No ranking internacional de competitividade do “Fórum Económico Mundial” (o fórum de Davos), Portugal subiu 15 lugares. Logo apareceram governantes e alguns comentadores a valorizar o feito, mas para a generalidade das pessoas o paradoxo, por certo, não passou despercebido: como é possível o país ter melhorado as suas condições de competitividade – entendido como algo positivo para os portugueses – se a economia está em estado comatoso, a dívida vai crescendo, falta emprego, a juventude e os trabalhadores qualificados emigram, os mais velhos são tratados como fardo e os seus saberes desperdiçados, é desvalorizada a investigação e a ciência, tudo é privatizado em saldo, a natalidade continua a cair, os direitos no trabalho e a contratação coletiva vão sendo aniquilados, as prestações sociais, as reformas e os salários são cada vez piores?
As roças de café de São Tomé e Príncipe já foram muito “competitivas”. O capitalismo nasceu e caminhou, muito tempo, em contextos em que o trabalho escravo ou quase era fator de competitividade.
O pensamento económico dominante diz-nos que há duas formas de procurar a competitividade – apresentada como o nó górdio da “riqueza das nações” – que podem ser complementares: i) reduzir os custos salariais para bater os rivais pelo preço; ii) sofisticar os produtos e os serviços, diferenciando-os, para contornar a concorrência.
A primeira via – compressão dos custos salariais –, a ter sucesso, situa-nos no paradoxo de um país se tornar mais competitivo, adquirindo excedentes externos, ao mesmo tempo que os trabalhadores e a população desse país empobrecem. Trata-se de um empobrecimento que, no funcionamento deste sistema capitalista em que vivemos, se traduz em menos rendimento, mas também em perda de direitos no trabalho, de direitos sociais e de condições de participação na sociedade.
Não há qualquer hipótese de reduzir salários e manter os direitos inerentes a uma sociedade democrática e desenvolvida. A esmagadora maioria das pessoas vive do trabalho: o trabalho não é apenas um custo. E é com o rendimento obtido pelo salário que as pessoas compram produtos e serviços, que pagam impostos, que cumprem necessidades e obrigações na sociedade. Além disso, a maior parte do trabalho é no setor privado e os capitalistas não acumulam riqueza para amanhã a colocar à disposição de toda a sociedade. Esta via da competitividade destrói as condições de vida das pessoas e o desenvolvimento da sociedade. Temos assim Portugal “competitivo”, com desenvolvimento comprometido!

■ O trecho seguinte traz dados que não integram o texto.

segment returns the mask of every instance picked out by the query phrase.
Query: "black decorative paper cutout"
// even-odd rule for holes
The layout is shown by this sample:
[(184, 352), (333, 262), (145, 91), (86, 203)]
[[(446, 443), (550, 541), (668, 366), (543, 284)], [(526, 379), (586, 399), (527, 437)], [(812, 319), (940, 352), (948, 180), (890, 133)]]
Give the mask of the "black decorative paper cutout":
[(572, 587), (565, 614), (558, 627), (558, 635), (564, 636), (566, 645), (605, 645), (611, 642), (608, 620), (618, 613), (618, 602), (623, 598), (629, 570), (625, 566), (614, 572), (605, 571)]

A segunda via – sofisticação dos produtos e serviços com incorporação de conhecimento de fronteira nas mercadorias – corresponderia à “solução ótima”, configurada em estratégias como a “Estratégia de Lisboa” e muitas outras semelhantes em todo o mundo. Ela pressupõe, como condição de sucesso, a apropriação e monopolização do conhecimento e da tecnologia, impedidos de circular. O resultado seria uma especialização desigual entre países, num mundo dividido entre produtores de bens e serviços sofisticados (o mundo da economia do conhecimento) e produtores de bens e serviços banais, eventualmente intensivos em trabalho pouco qualificado (o mundo oficina).
O problema é que (felizmente) não é fácil aferrolhar o conhecimento e todos os povos, justamente, vão lutar por ele. Se esta via para a competitividade fosse bem-sucedida, à escala global, obteríamos um mundo dividido por fronteiras de conhecimento e de prosperidade de forma permanente. Ora, não queremos isso. Esse objetivo não permite um mundo solidário, de paz e cooperação.
Deve então a competitividade ser um desígnio nacional? É claro que devemos preocupar-nos com o equilíbrio das contas externas e trabalhar bem fatores conjunturais de ordem social, económica ou financeira que nos permitam obter riqueza. Mas coloquemos de lado a panaceia da competitividade e tratemos dos verdadeiros indicadores de desenvolvimento: do emprego e da sua qualidade, da educação e formação, da saúde, da segurança social, da justiça, da justa distribuição da riqueza, das infraestruturas, da democracia.